Por eso lo bueno que tiene Internet es que te puedes "fabricar" tú mismo tu propio informativo y buscarte las noticias que te interesan.

Hoy hemos conocido por ejemplo un dato demoledor y para echarse a temblar: El déficit del Estado se ha multiplicado por siete. Para que te hagas una idea, si antes debíamos 8.500 millones, ahora debemos 59.310 millones. Mucha culpa de estos datos han tenido las ayudas del Gobierno para apuntalar la Economía que ha permitido el robo de miles de millones en el atraco del siglo de la gran banca.

Los defensores de estas cifras alegan que también ha llegado algo a las familias y a los individuos. Espero que encuentren alguno al que le haya llegado algo más que las migajas de los planes de 400 euros, calderilla, para lo que se ha llevado la banca.

En una economía familiar, estos datos no serían soportables y todo hijo de vecino cortaría radicalmente la hemorragia de gasto para evitar el colapso, pero el Gobierno, no. Hace todo lo contrario: sigue repartiendo dinero a diestro y siniestro como si fuéramos multimillonarios. La última es la inyección de cerca de 1000 millones de euros a las factorías de analfabetización del país, las televisiones públicas, otro saco sin fondo del pasteleo, el despilfarro, el onanismo y el chanchullete. Al margen, claro está, de su servicio público fundamental de creación, mantenimiento y alienación de idiotas y gilipollas.

Y es que de eso va la cosa, de mantener un porcentaje de idiotas y gilipollas siempre dispuestos a hacer de lo que son para que el sistema siga funcionando sin que nada cambie.

De vez en cuando salen encuestas que encargan las grandes corporaciones para hacerse una idea de los idiotas y gilipollas que hay en el país. Estos datos les son de mucha utilidad porque, de está forma, pueden seguir estafando y engañando más o menos o dejar las estafas, los timos y los engaños como siempre.

Normalmente salen en torno al 90% de gilipollas e idiotas en las encuestas. Luego, el verdadero dato que se conoce el día de la votación, hay un 30% de gilipollas menos de los que aparecían en las encuestas que no van a votar, pero que los tenían contabilizados como gilipollas y tienen que modificar las estrategias.

Todo está perfecto. Nadie se pregunta nada, todos callan y tragan y Cristiano Ronaldo vuelve de su lesión y hoy hay jornada de Champions.

Por cierto, aunque no quiero alargarme mucho más, la activista saharahui, Aminatour Haidar, sigue en el aeropuerto de Lanzarote luchando por sus derechos, sin que ni gobiernos, ni ONU, ni nadie haga nada por cambiar las cosas.
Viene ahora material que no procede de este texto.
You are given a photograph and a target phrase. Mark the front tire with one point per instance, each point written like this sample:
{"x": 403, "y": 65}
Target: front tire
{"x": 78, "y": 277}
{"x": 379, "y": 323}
Ya le dedicaré un espacio como corresponde a este tema denigrante y vergonzoso para todos, pero sólo una reflexión: Hitler se precipitó. Debió haber esperado a que se creara la ONU, para empezar a invadir territorios. Con el pasteleo que se cuece por ahí, sin que nadie haga nada y con los genocidas, ladrones y asesinos de todo pelaje y condición, matando en nombre de la patria y esas milongas, Adolfito habría conquistado todo el mundo en dos patadas, mientras le seguirían susurrando al oído que dejara de matar algún día.

La imagen del monstruo de las galletas la encontré en Swiblog.